Sections of 5-10 µm thickness are obtained by cryostat from 20 refrigerated samples. Ultra-thin sections for TEM (less than 100 nm) are cut with ultra microtomes using diamond or glass as cutting edge. Section ribbons are floated onto water and mounted on fine copper grids for staining and examination.
In negative staining, a heavy metal stain, often phosphotungstic acid, is allowed to dry in a puddle around the surfaces of isolated cell particles supported on a thick carbon or plastic film. The stain molecules are deposited into surface crevices in the specimen during drying and produce ghost image in which the specimen appears light against dark background, often outlining details very clearly. The contrast can further improve by technique of shadowing.
Antibodies prepared against specific cellular proteins, which have absorbed colloidal gold are frequently used for staining in TEM as gold is electron dense. Freeze-fracture techniques in which frozen samples are cleaved with a knife along facture planes in a membrane, utilize this shadowing techniques to produce replicas of broken cellular materials that show the membrane surface structure on and within the cell organelles.
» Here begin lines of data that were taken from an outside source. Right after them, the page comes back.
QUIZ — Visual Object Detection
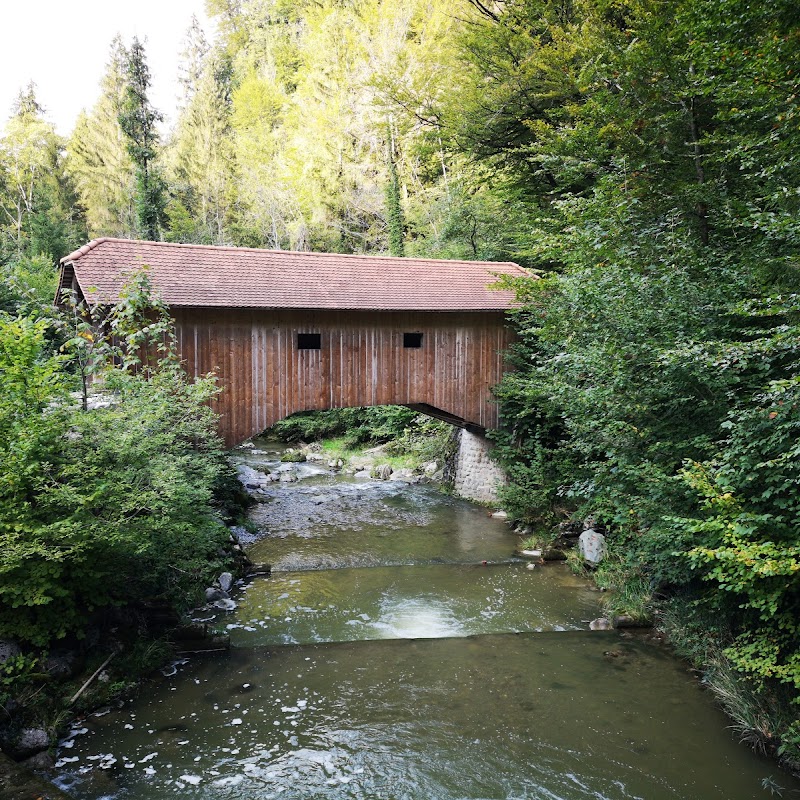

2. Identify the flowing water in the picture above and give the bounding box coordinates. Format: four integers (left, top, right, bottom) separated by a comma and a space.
58, 443, 800, 800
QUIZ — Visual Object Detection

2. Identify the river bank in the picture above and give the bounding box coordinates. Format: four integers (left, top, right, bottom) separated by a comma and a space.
48, 441, 800, 800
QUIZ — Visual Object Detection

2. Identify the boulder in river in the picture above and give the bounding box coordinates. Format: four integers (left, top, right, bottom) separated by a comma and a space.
10, 728, 50, 760
389, 468, 416, 483
217, 572, 233, 592
372, 464, 394, 481
578, 528, 606, 565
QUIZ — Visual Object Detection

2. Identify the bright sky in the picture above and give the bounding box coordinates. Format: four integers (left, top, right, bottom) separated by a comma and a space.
0, 0, 213, 136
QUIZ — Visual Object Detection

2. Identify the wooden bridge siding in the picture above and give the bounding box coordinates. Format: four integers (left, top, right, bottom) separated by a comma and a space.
173, 309, 511, 444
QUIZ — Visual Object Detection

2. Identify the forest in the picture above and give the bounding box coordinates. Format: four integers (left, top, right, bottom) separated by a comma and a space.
0, 0, 800, 767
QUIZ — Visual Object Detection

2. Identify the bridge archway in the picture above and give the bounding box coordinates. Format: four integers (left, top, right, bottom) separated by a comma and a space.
57, 239, 528, 445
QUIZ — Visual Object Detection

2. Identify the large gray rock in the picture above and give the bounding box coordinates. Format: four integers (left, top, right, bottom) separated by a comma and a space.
372, 464, 393, 481
13, 728, 50, 759
578, 528, 606, 564
389, 468, 415, 482
217, 572, 233, 592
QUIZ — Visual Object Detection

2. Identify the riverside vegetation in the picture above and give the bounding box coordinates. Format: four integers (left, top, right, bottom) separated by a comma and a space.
0, 278, 248, 758
0, 0, 800, 780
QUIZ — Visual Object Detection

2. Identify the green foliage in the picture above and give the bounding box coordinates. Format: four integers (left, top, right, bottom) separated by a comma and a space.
385, 135, 405, 257
269, 406, 419, 447
0, 278, 236, 645
118, 37, 166, 240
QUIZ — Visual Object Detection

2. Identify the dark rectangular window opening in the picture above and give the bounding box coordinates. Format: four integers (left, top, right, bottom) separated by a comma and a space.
297, 333, 322, 350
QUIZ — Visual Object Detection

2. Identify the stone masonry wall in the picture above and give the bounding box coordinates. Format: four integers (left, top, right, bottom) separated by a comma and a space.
453, 430, 506, 503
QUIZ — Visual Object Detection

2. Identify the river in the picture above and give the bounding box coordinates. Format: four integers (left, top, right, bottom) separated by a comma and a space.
57, 440, 800, 800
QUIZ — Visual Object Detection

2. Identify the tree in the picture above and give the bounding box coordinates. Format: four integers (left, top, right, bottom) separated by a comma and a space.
66, 36, 137, 237
386, 128, 405, 256
0, 84, 71, 258
165, 39, 235, 244
119, 37, 166, 240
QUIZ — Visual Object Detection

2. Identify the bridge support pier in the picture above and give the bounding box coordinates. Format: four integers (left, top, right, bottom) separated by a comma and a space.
453, 428, 506, 503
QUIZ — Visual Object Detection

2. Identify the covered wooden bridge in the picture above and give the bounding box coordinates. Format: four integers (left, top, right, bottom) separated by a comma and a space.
59, 238, 527, 445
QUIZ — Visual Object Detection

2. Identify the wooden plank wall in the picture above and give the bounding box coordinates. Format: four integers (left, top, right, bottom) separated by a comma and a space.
172, 308, 512, 445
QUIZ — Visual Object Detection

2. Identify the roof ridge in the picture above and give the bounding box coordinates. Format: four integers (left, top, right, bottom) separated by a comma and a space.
58, 236, 112, 264
59, 236, 528, 274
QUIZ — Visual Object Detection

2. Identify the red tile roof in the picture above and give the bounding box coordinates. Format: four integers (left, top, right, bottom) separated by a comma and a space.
61, 239, 530, 311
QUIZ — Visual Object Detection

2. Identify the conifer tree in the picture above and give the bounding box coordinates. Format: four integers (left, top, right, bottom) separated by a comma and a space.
66, 35, 136, 237
119, 37, 166, 240
386, 130, 405, 257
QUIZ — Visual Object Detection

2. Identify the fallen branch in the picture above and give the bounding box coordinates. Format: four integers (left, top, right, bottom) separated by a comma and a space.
69, 650, 119, 705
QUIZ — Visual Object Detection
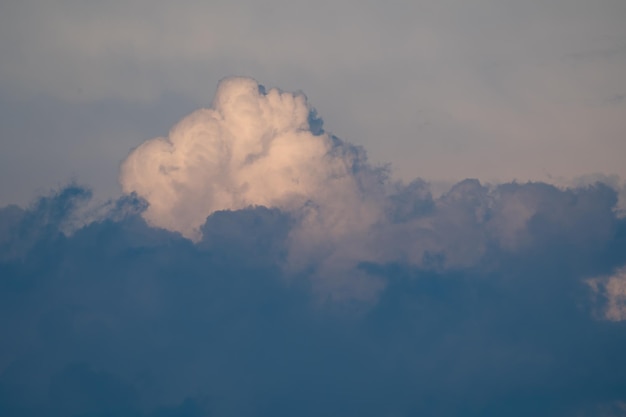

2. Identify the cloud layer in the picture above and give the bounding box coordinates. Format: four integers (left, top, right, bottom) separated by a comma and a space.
0, 78, 626, 417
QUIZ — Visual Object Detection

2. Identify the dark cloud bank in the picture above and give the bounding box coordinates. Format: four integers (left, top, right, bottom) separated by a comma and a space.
0, 82, 626, 417
0, 181, 626, 417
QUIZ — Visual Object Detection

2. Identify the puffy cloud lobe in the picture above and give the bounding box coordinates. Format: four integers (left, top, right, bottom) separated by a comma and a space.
0, 186, 626, 417
120, 78, 378, 239
0, 78, 626, 417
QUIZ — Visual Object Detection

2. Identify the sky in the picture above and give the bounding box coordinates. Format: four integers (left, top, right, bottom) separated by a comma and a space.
0, 0, 626, 204
0, 0, 626, 417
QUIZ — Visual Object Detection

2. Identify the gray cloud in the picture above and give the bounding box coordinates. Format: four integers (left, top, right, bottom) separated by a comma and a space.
0, 0, 626, 202
0, 175, 626, 417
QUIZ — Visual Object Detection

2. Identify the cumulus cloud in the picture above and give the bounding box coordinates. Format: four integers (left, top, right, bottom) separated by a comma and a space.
0, 78, 626, 417
120, 78, 380, 239
120, 78, 617, 299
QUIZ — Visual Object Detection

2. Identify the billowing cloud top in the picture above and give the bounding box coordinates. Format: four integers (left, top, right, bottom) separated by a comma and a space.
0, 78, 626, 417
120, 78, 378, 239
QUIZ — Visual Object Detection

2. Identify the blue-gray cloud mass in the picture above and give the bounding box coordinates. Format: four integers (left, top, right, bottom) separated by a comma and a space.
0, 81, 626, 417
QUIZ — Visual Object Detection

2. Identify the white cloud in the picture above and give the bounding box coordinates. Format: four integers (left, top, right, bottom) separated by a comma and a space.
588, 268, 626, 321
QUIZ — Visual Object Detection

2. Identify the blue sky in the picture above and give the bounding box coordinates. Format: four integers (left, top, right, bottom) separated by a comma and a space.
0, 0, 626, 417
0, 0, 626, 204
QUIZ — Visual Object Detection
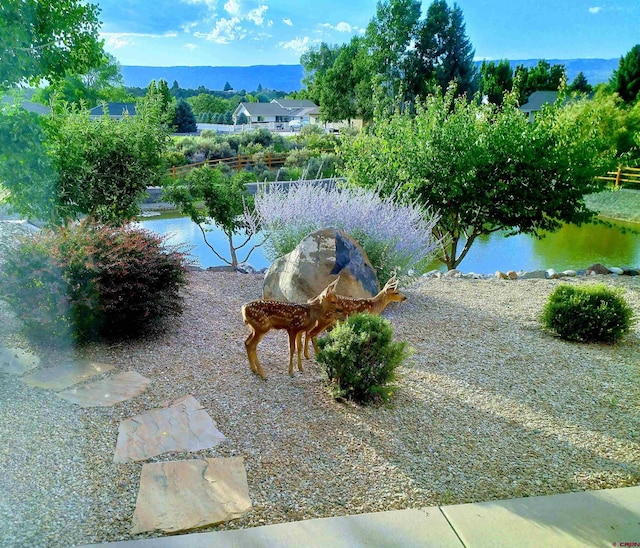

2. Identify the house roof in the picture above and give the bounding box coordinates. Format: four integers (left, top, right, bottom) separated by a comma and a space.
271, 99, 318, 109
235, 99, 318, 117
89, 103, 136, 116
520, 91, 558, 112
2, 95, 51, 114
238, 103, 292, 116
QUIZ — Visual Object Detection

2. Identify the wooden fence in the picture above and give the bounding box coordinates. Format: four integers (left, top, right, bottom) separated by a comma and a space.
598, 166, 640, 189
168, 152, 287, 179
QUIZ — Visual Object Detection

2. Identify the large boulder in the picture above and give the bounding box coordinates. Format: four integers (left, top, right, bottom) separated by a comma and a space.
262, 228, 380, 303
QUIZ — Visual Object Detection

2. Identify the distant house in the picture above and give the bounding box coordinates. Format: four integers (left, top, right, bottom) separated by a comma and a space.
89, 103, 136, 120
2, 96, 51, 115
519, 91, 558, 123
233, 99, 318, 129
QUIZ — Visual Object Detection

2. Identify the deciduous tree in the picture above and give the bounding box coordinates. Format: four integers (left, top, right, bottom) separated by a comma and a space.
3, 99, 168, 225
610, 44, 640, 103
344, 88, 612, 268
0, 0, 103, 89
173, 99, 198, 133
163, 167, 262, 267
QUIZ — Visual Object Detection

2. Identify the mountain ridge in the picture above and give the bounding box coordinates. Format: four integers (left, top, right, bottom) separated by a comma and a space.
122, 58, 619, 92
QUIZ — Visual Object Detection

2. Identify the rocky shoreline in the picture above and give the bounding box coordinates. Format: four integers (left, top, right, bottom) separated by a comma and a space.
422, 263, 640, 280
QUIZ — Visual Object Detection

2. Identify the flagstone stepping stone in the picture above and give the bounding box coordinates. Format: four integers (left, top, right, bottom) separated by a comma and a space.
57, 371, 151, 407
0, 347, 40, 375
20, 361, 114, 390
131, 457, 251, 535
113, 396, 226, 462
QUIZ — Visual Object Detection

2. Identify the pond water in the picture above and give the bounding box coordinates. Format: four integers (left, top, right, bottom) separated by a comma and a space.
140, 214, 640, 274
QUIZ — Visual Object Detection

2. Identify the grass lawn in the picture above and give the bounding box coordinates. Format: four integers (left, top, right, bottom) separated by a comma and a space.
585, 188, 640, 223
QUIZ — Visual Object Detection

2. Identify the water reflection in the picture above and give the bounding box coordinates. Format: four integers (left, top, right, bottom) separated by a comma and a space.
138, 213, 270, 269
140, 214, 640, 274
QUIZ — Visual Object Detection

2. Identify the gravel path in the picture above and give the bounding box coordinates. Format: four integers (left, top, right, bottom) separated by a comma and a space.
0, 272, 640, 546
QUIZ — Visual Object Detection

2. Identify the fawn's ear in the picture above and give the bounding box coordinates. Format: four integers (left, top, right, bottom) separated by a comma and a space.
385, 274, 398, 289
323, 276, 340, 295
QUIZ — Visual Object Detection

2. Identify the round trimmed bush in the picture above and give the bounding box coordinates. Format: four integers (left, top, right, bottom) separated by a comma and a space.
316, 314, 409, 403
541, 284, 633, 343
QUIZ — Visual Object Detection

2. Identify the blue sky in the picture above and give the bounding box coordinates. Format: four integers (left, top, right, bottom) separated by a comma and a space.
92, 0, 640, 66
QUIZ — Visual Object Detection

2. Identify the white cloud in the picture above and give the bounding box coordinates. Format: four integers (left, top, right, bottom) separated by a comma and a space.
247, 4, 273, 27
224, 0, 240, 17
278, 36, 311, 54
181, 0, 218, 6
193, 17, 247, 44
319, 21, 358, 32
100, 32, 178, 49
334, 21, 353, 32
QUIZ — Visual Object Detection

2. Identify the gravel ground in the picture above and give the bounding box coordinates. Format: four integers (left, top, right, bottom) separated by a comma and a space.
0, 272, 640, 546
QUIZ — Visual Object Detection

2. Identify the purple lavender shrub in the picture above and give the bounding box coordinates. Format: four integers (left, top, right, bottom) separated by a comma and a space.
255, 182, 440, 283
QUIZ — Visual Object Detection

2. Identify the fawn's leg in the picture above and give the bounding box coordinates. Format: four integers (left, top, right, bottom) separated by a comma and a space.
296, 331, 304, 371
287, 331, 296, 377
245, 331, 266, 380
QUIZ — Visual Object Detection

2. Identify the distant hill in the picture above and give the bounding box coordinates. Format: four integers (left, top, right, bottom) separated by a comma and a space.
122, 59, 619, 92
122, 65, 302, 92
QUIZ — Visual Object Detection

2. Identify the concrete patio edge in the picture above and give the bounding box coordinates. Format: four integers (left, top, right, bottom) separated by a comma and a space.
85, 486, 640, 548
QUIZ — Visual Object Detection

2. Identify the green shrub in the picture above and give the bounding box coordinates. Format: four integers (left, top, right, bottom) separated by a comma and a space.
316, 314, 409, 403
0, 222, 186, 341
541, 284, 633, 343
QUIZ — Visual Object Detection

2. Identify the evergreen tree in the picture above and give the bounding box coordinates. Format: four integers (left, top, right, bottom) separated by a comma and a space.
567, 71, 593, 93
300, 42, 340, 105
609, 44, 640, 103
409, 0, 478, 97
173, 99, 198, 133
480, 59, 513, 105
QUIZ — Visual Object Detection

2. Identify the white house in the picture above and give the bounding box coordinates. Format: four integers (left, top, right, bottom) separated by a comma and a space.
233, 99, 318, 129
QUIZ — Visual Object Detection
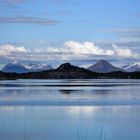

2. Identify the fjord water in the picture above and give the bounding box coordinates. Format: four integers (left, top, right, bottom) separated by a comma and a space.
0, 79, 140, 140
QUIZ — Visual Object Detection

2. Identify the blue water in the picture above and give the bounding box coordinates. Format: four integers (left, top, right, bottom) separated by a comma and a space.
0, 79, 140, 140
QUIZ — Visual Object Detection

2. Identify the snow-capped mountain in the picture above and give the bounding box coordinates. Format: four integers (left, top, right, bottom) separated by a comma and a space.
1, 62, 29, 73
88, 60, 123, 73
25, 63, 54, 72
122, 62, 140, 72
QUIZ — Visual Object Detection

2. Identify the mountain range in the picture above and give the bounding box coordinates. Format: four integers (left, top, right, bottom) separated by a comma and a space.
88, 60, 123, 73
1, 61, 54, 74
1, 60, 140, 74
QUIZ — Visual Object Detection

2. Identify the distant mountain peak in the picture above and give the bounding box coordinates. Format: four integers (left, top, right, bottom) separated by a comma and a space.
122, 62, 140, 72
57, 63, 78, 71
88, 59, 122, 73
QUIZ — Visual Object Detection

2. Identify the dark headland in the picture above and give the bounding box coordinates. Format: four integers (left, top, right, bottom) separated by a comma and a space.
0, 63, 140, 80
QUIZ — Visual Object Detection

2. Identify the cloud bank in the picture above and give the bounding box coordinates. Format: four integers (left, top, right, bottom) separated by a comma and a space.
0, 40, 140, 63
0, 16, 59, 25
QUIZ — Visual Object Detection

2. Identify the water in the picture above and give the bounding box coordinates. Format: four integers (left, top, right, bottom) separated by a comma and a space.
0, 79, 140, 140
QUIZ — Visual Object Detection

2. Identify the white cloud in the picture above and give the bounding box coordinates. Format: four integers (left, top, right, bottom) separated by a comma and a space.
0, 40, 140, 62
0, 44, 28, 56
112, 44, 139, 57
47, 40, 139, 57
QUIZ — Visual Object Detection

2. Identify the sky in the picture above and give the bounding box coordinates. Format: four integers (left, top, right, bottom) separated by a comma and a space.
0, 0, 140, 67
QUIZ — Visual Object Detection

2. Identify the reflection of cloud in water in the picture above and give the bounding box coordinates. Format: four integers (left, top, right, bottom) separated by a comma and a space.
59, 90, 77, 95
93, 90, 112, 94
0, 106, 25, 111
69, 106, 97, 115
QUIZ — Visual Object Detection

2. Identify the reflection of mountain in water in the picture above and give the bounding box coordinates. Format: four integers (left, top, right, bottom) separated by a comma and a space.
59, 90, 76, 95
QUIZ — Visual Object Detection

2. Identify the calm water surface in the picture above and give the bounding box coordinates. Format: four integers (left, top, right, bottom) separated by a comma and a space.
0, 79, 140, 140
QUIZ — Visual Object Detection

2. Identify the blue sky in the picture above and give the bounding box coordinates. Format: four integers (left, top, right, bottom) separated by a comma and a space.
0, 0, 140, 65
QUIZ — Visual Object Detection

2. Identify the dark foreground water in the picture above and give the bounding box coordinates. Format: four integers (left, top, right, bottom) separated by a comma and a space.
0, 80, 140, 140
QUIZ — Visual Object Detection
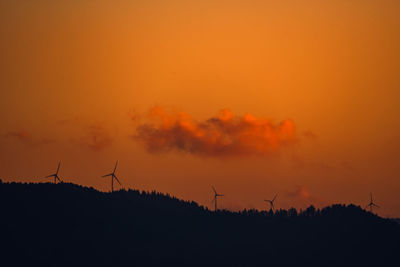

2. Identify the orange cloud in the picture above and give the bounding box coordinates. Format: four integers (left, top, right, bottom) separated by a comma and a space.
4, 130, 54, 146
286, 185, 328, 207
78, 125, 113, 151
133, 107, 296, 157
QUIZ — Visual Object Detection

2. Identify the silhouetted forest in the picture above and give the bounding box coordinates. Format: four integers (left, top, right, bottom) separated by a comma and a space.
0, 183, 400, 266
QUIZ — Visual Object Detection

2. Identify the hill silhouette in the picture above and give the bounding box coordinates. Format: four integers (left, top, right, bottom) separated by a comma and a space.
0, 182, 400, 266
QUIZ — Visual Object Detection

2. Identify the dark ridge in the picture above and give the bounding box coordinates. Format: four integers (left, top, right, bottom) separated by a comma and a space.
0, 180, 400, 266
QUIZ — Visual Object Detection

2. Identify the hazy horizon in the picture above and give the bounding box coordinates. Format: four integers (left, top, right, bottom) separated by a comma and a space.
0, 0, 400, 217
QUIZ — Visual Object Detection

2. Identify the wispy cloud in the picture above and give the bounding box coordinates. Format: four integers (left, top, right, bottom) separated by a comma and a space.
286, 185, 328, 207
71, 124, 114, 152
4, 129, 55, 146
132, 107, 297, 157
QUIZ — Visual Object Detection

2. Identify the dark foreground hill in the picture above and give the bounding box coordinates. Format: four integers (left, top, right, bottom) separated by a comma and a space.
0, 183, 400, 266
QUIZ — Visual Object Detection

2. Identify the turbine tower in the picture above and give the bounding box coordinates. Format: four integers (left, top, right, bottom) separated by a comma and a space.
264, 195, 278, 210
102, 160, 122, 192
365, 193, 380, 213
44, 161, 62, 184
211, 186, 224, 211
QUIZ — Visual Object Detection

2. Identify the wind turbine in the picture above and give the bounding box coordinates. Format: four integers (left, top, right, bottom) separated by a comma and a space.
102, 160, 122, 192
211, 186, 224, 211
264, 195, 278, 210
44, 161, 62, 184
365, 193, 380, 213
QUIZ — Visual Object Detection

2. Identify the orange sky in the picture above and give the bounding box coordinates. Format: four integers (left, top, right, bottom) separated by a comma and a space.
0, 0, 400, 216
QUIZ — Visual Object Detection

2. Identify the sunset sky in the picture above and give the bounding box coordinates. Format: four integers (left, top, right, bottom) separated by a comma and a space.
0, 0, 400, 217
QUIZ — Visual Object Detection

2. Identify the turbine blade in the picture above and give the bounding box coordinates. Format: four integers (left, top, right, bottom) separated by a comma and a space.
113, 160, 118, 173
56, 161, 61, 174
211, 186, 217, 194
114, 175, 122, 185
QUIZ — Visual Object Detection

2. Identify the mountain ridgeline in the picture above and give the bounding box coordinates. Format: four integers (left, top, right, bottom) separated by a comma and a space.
0, 183, 400, 266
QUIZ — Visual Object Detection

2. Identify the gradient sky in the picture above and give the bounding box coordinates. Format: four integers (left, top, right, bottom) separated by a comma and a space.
0, 0, 400, 217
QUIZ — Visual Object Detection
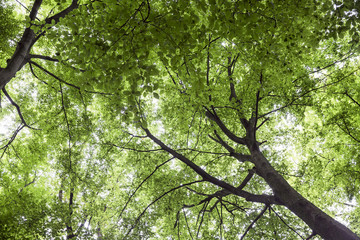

Samples for ion probe analysis are prepared either by chemical fixation or, more successfully, by ultra-rapid freezing methods, such as immersion in liquid propane or nitrogen slush , which serves to immobilize ions. Where frozen tissue is used, sections must be ultra-thin and are obtained by ultracryomicrotome.
Histological stains are used to produce contrast, which aids resolution. Many stains used in light microscopy depend upon the anionic or cationic behaviour of intracellular ampholytes and their efficiency to influence pH. Cytoplasmic contents are generally cationic in slightly acid pH range, implying preferential binding to anionic (acid) stains such as eosin.
Chromatin and DNA at pH 6.0 are anionic and thus binds to cationic stains such as methylene blue. Contrast in material for TEM is improved by incorporating heavy metal salts into the specimens to induce a greater extent of electron absorption. This can be exploiting the binding of uranium to nucleic acids and proteins and of lead to lipids.